Siyasi partilerin söylem ve politikaları hangi sınıfa ait oldukları ve hizmet ettikleriyle anlam kazanır. Proletarya Partisi CHP değerlendirmesinde sınıfsal bakışı esas alır. CHP sıradan bir burjuva düzen partisi değildir. Türk burjuvazisinin komprador niteliği olan en gerici kesiminin partisi olarak faşist bir düzen partisidir, halkı “halkçı”, “demokrasi”, “özgürlük” vaatlerine dayanan söylemlerle kandırmaktadır. CHP sınıfsal niteliği nedeniyle, ezilen halklar için bir “kurtarıcı”, “alternatif” olamaz. Temsili olduğu sınıfın çıkarlarına toplumun tüm üyelerini “razı” etmesi için ön plana çıkarılmaktadır. Kitlelerde biriken öfkenin egemen sınıflar için yeni 15-16 Haziran, Bahar Eylemleri, Gezi Direnişi gibi isyanlara dönüşmesini önlemek esas görevidir. Devletin kurucu bir partisi olması, devletin ideolojisi olan Kemalizmin bu parti ile özdeşleşmesi bu partiyi özel kılmaktadır. Çeşitli milliyetlerden ezilen halka dönük yapılan azgın saldırılar ve katliamların hep bu parti döneminde yapılması tesadüf değildir. Onun halk düşmanı niteliği ile ilgilidir.
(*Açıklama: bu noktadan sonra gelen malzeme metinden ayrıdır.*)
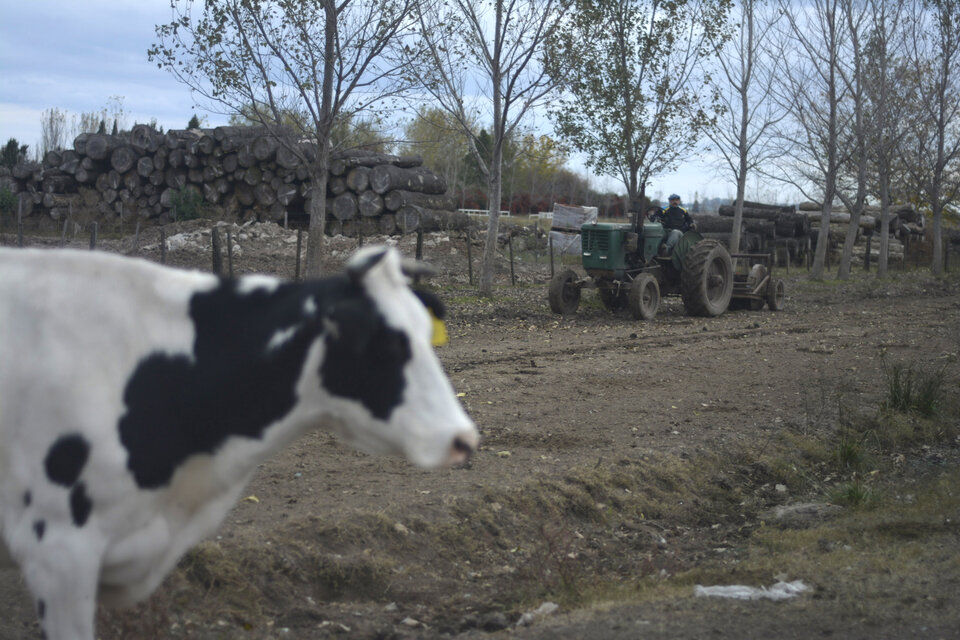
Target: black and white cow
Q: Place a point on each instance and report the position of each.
(136, 401)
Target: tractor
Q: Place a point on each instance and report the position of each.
(627, 266)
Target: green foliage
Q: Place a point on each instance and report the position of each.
(187, 204)
(913, 388)
(632, 105)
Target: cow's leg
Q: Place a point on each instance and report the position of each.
(63, 579)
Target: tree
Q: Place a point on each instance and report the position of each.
(809, 86)
(743, 86)
(264, 59)
(934, 140)
(53, 131)
(13, 153)
(632, 103)
(484, 57)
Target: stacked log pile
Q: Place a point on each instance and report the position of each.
(232, 172)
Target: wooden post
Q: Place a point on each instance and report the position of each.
(513, 277)
(215, 245)
(469, 258)
(136, 238)
(550, 244)
(229, 253)
(419, 256)
(296, 273)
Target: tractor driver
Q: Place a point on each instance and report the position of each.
(676, 221)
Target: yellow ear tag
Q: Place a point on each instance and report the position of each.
(439, 331)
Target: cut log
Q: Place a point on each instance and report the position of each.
(145, 166)
(342, 162)
(100, 146)
(358, 179)
(69, 162)
(344, 206)
(265, 148)
(145, 138)
(385, 178)
(123, 158)
(369, 203)
(264, 194)
(394, 200)
(714, 224)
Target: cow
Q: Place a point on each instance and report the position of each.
(136, 401)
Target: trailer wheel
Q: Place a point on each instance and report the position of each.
(564, 294)
(643, 298)
(776, 293)
(706, 282)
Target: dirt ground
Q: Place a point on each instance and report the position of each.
(621, 465)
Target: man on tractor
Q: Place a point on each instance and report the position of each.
(675, 220)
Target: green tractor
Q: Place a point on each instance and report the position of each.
(625, 263)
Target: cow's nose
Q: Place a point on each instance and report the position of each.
(463, 446)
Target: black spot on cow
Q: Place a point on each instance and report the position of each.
(80, 505)
(66, 458)
(236, 382)
(364, 358)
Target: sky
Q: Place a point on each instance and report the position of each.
(75, 56)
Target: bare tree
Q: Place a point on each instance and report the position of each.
(885, 99)
(854, 140)
(53, 131)
(744, 86)
(810, 87)
(484, 58)
(934, 139)
(265, 59)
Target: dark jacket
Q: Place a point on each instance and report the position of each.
(674, 218)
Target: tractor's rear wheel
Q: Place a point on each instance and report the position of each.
(706, 282)
(643, 300)
(564, 293)
(776, 293)
(611, 296)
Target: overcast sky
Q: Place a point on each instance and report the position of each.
(75, 55)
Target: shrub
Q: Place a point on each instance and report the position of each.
(912, 388)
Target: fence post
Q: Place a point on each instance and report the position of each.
(469, 257)
(296, 274)
(215, 246)
(513, 277)
(136, 238)
(229, 253)
(550, 244)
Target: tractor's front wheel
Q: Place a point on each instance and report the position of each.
(644, 297)
(706, 282)
(564, 292)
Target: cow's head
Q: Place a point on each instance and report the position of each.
(378, 354)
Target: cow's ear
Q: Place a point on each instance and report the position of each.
(363, 261)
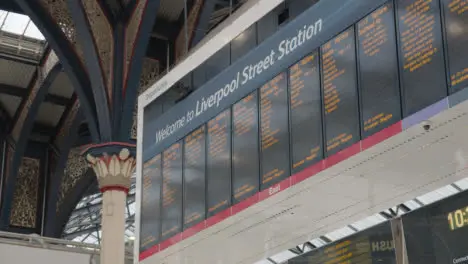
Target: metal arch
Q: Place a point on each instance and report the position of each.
(131, 84)
(68, 58)
(21, 140)
(56, 173)
(203, 21)
(95, 71)
(72, 198)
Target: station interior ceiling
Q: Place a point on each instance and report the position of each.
(19, 37)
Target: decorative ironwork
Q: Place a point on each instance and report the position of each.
(50, 62)
(102, 34)
(26, 195)
(113, 170)
(132, 32)
(75, 168)
(9, 160)
(24, 111)
(69, 119)
(149, 73)
(59, 11)
(192, 17)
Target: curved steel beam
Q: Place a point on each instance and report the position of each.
(202, 21)
(21, 130)
(131, 81)
(67, 134)
(95, 67)
(68, 57)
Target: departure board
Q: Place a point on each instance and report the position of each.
(194, 177)
(371, 246)
(171, 212)
(456, 19)
(340, 99)
(219, 163)
(421, 54)
(379, 86)
(245, 154)
(306, 112)
(151, 203)
(274, 131)
(437, 234)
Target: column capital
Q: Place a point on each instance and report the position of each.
(113, 164)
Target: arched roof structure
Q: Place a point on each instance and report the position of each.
(70, 73)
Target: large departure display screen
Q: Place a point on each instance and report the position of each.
(342, 77)
(194, 177)
(274, 131)
(421, 54)
(151, 202)
(379, 87)
(437, 234)
(340, 96)
(372, 246)
(245, 154)
(456, 19)
(171, 211)
(219, 163)
(306, 112)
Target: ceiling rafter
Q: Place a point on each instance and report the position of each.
(23, 92)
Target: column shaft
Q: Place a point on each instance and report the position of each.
(113, 227)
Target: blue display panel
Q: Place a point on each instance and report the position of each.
(171, 211)
(219, 163)
(339, 91)
(150, 233)
(274, 131)
(456, 19)
(306, 112)
(194, 177)
(245, 149)
(378, 82)
(421, 54)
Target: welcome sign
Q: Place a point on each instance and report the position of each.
(301, 36)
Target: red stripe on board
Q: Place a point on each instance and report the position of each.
(193, 230)
(381, 135)
(169, 242)
(218, 217)
(342, 155)
(307, 172)
(149, 252)
(241, 206)
(274, 189)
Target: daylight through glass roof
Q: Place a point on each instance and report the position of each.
(19, 25)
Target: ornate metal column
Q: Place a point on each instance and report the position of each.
(113, 164)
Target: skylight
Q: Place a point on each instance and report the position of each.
(20, 25)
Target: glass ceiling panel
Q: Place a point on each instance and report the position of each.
(19, 24)
(369, 221)
(283, 256)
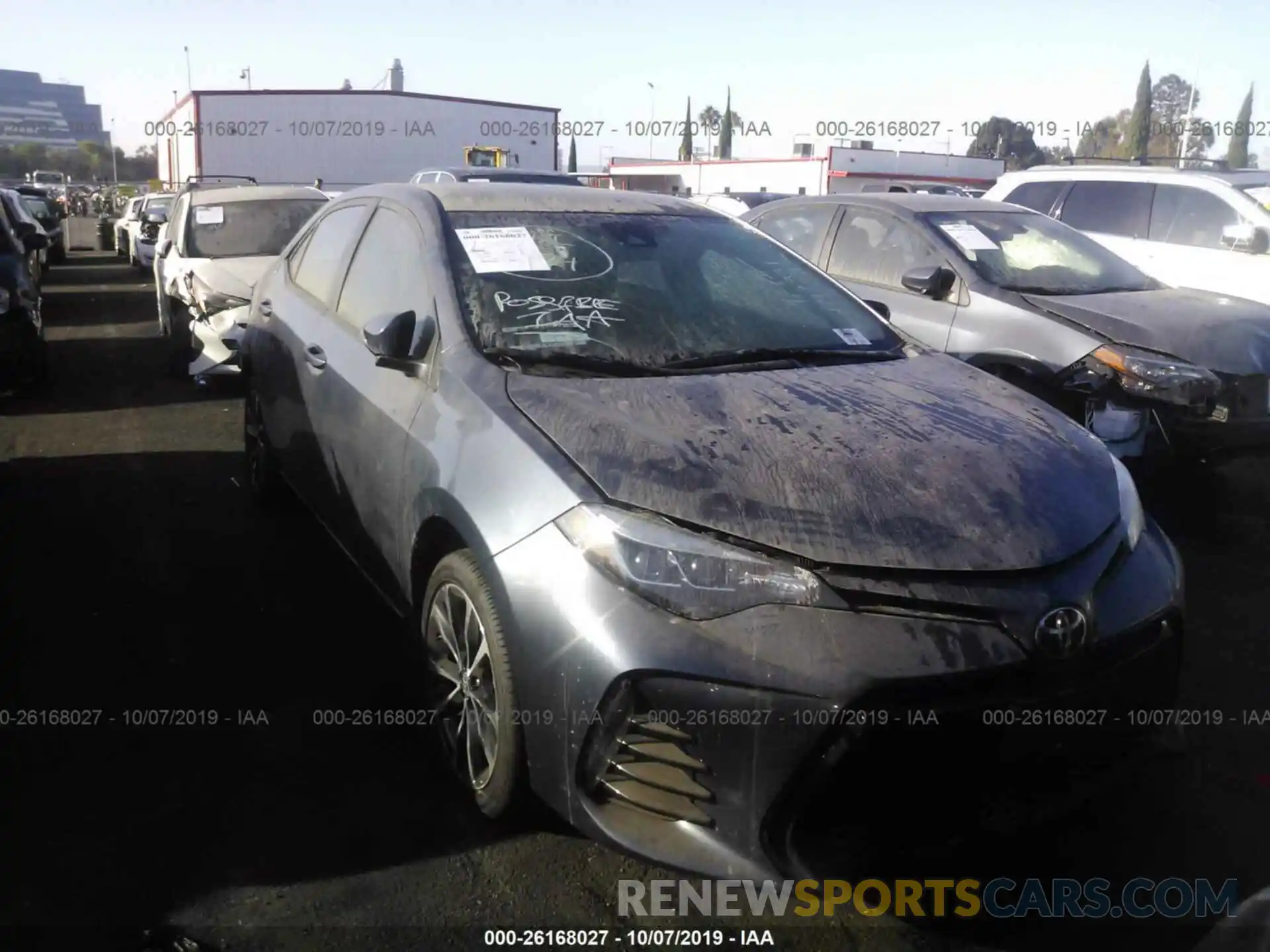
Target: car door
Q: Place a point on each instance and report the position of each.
(296, 309)
(803, 229)
(872, 252)
(361, 411)
(1114, 214)
(1185, 243)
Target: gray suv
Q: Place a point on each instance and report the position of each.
(1143, 366)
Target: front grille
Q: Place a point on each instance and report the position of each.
(644, 764)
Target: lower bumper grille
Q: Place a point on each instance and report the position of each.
(643, 763)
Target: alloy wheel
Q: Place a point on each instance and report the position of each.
(459, 654)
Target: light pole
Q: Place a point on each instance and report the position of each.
(652, 107)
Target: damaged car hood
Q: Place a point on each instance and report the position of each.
(915, 463)
(230, 276)
(1224, 334)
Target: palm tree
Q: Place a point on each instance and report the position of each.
(709, 118)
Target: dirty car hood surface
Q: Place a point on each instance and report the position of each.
(1224, 334)
(915, 463)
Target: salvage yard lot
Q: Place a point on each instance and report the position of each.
(136, 578)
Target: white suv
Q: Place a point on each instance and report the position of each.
(1189, 229)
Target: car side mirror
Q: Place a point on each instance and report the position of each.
(1253, 239)
(883, 311)
(399, 339)
(933, 281)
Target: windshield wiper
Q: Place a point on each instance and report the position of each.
(798, 354)
(610, 366)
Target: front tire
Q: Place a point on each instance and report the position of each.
(466, 653)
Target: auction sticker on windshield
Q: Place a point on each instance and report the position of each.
(853, 337)
(494, 251)
(968, 237)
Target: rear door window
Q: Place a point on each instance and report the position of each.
(1191, 216)
(1038, 196)
(1121, 208)
(802, 230)
(876, 249)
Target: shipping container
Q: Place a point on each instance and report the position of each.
(343, 138)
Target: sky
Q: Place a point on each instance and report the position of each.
(792, 66)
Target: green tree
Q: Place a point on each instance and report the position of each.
(1238, 153)
(1171, 106)
(686, 143)
(726, 130)
(1104, 139)
(709, 120)
(1140, 122)
(1003, 139)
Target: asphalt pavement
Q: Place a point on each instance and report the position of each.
(135, 579)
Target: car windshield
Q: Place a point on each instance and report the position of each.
(1033, 253)
(247, 229)
(647, 290)
(38, 207)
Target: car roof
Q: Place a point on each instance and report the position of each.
(497, 173)
(910, 202)
(1240, 177)
(524, 197)
(224, 194)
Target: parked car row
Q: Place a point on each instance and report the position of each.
(1147, 367)
(632, 465)
(636, 465)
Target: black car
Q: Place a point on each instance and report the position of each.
(23, 357)
(52, 218)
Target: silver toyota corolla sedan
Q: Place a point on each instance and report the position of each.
(685, 531)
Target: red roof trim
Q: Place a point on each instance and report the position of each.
(906, 177)
(727, 161)
(365, 93)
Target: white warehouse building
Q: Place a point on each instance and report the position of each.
(345, 138)
(804, 173)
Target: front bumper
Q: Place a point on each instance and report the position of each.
(708, 746)
(216, 342)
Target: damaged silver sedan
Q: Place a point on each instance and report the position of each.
(685, 534)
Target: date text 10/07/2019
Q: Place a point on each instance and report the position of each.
(632, 938)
AKP/RTE’nin 20 yıllık iktidarı sürecinde her kesime saldıran, egemenliğini pekiştirmek için “yaşam tarzı ve inançlar üzerinden” toplumsal çatlakları derinleştiren, toplumu “benden” ve “benden olmayan” şeklinde ayıran, dış politikada “denge” siyaseti adına “şantaj siyaseti” izleyen, kazanılmış tüm demokratik ve sosyal hakları tırpanlayıp yok eden, hak-hukuk tanımayan, devlet işleyişine yeni bir gömlek giydiren, emperyalist sermaye ve komprador sermaye için güvenli liman yaratamayan bir dizi politik tutumla artık yönetme krizi içine girmiştir. Vergi, zam, doların sürekli yükselmesi, pahalılık karşısında AKP ve yandaşlarının yolsuzlukları, lüks yaşamları AKP’nin kendi tabanında da tepki toplayan bir tükenme halini aldı. Tüm anketlerde AKP yüzde 30 oy bandına düştü. 20 yıl önce emperyalistler, Türk burjuvazisinin sermaye fraksiyonlar, burjuva siyasi aktörler, toprak ağaları gibi geniş bir kesimin desteklediği ve iktidara taşıdığı AKP/RTE bugün tam tersi geniş bir kesimin desteğini yitirerek iktidardan düşmeye doğru hızla ilerliyor.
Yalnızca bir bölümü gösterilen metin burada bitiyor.